34. The chimeric binding domain according to any one of claims 29 to 32, wherein the transmembrane domain is selected from the group consisting of the transmembrane domain of human platelet-derived growth factor receptor (PDGFR), human asialoglycoprotein receptor, human and murine B7-1 , human ICAM-1 , human erbbl , human erbb2, human erbb3, human erbb4, human fibroblast growth factor receptors such as FGFR 1 , FGFR2, FGFR3, FGFR4, human VEGFR-1 , human VEGFR-2, human erythropoietin receptor, human PRL-R, prolactin receptor, human EphA1 , Ephrin type-A receptor 1 , human insulin, IGF-1 receptors, human receptor-like protein tyrosine phosphatases, human neuropilin, human major histocompatibility complex class II (alpha and beta chains), human integrins (alpha and beta families), human Syndecans, human Myelin protein, human cadherins, human synaptobrevin-2, human glycophorin-A, human Bnip3, human APP, amyloid precursor protein, human T-cell receptor alpha and beta, CD3 gamma, CD3 delta, CD3 zeta, and CD3 epsilon.

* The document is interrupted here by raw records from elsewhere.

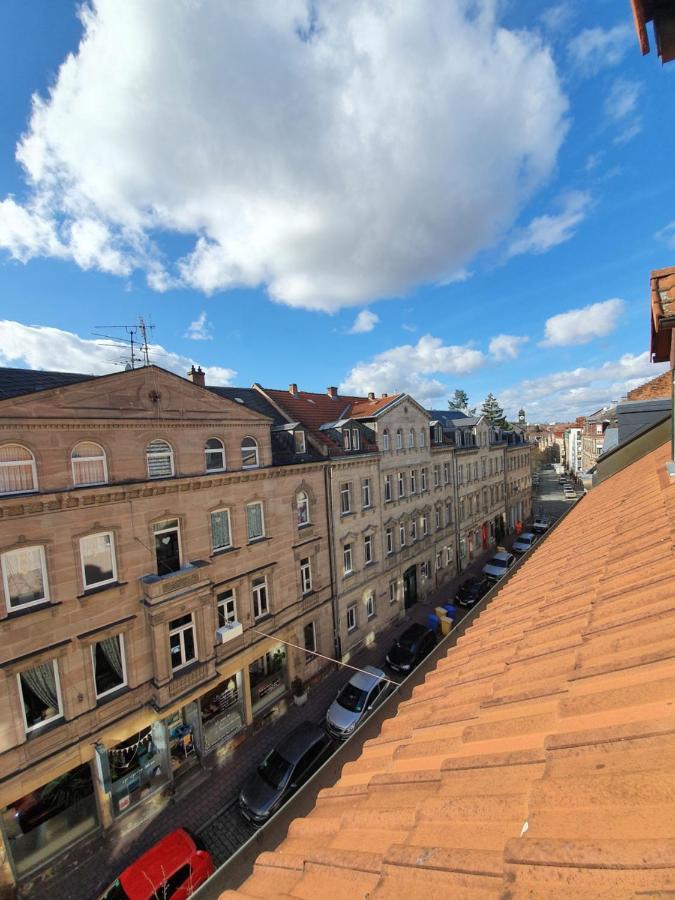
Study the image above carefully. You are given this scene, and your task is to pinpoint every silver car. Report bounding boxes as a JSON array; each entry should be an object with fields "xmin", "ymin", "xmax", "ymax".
[{"xmin": 326, "ymin": 666, "xmax": 389, "ymax": 741}]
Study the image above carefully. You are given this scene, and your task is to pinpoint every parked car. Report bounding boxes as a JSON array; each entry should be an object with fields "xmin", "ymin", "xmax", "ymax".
[
  {"xmin": 483, "ymin": 550, "xmax": 516, "ymax": 581},
  {"xmin": 239, "ymin": 722, "xmax": 331, "ymax": 825},
  {"xmin": 326, "ymin": 666, "xmax": 388, "ymax": 741},
  {"xmin": 455, "ymin": 575, "xmax": 492, "ymax": 607},
  {"xmin": 99, "ymin": 828, "xmax": 213, "ymax": 900},
  {"xmin": 386, "ymin": 624, "xmax": 436, "ymax": 672},
  {"xmin": 513, "ymin": 531, "xmax": 537, "ymax": 555}
]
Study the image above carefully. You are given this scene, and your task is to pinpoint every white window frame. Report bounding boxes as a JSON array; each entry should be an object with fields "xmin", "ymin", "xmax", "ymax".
[
  {"xmin": 80, "ymin": 531, "xmax": 117, "ymax": 591},
  {"xmin": 16, "ymin": 659, "xmax": 63, "ymax": 734},
  {"xmin": 70, "ymin": 441, "xmax": 108, "ymax": 487},
  {"xmin": 0, "ymin": 544, "xmax": 49, "ymax": 613},
  {"xmin": 210, "ymin": 507, "xmax": 232, "ymax": 553},
  {"xmin": 90, "ymin": 633, "xmax": 129, "ymax": 700}
]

35. A nucleic acid molecule encoding the chimeric binding domain of any one of claims 29 to 34.

36. A pharmaceutical composition comprising the mammalian cell according to any one of claims 1 to 27, together with a pharmaceutically acceptable carrier and/or excipient.

37. The composition according to claim 36 for use as a medicament.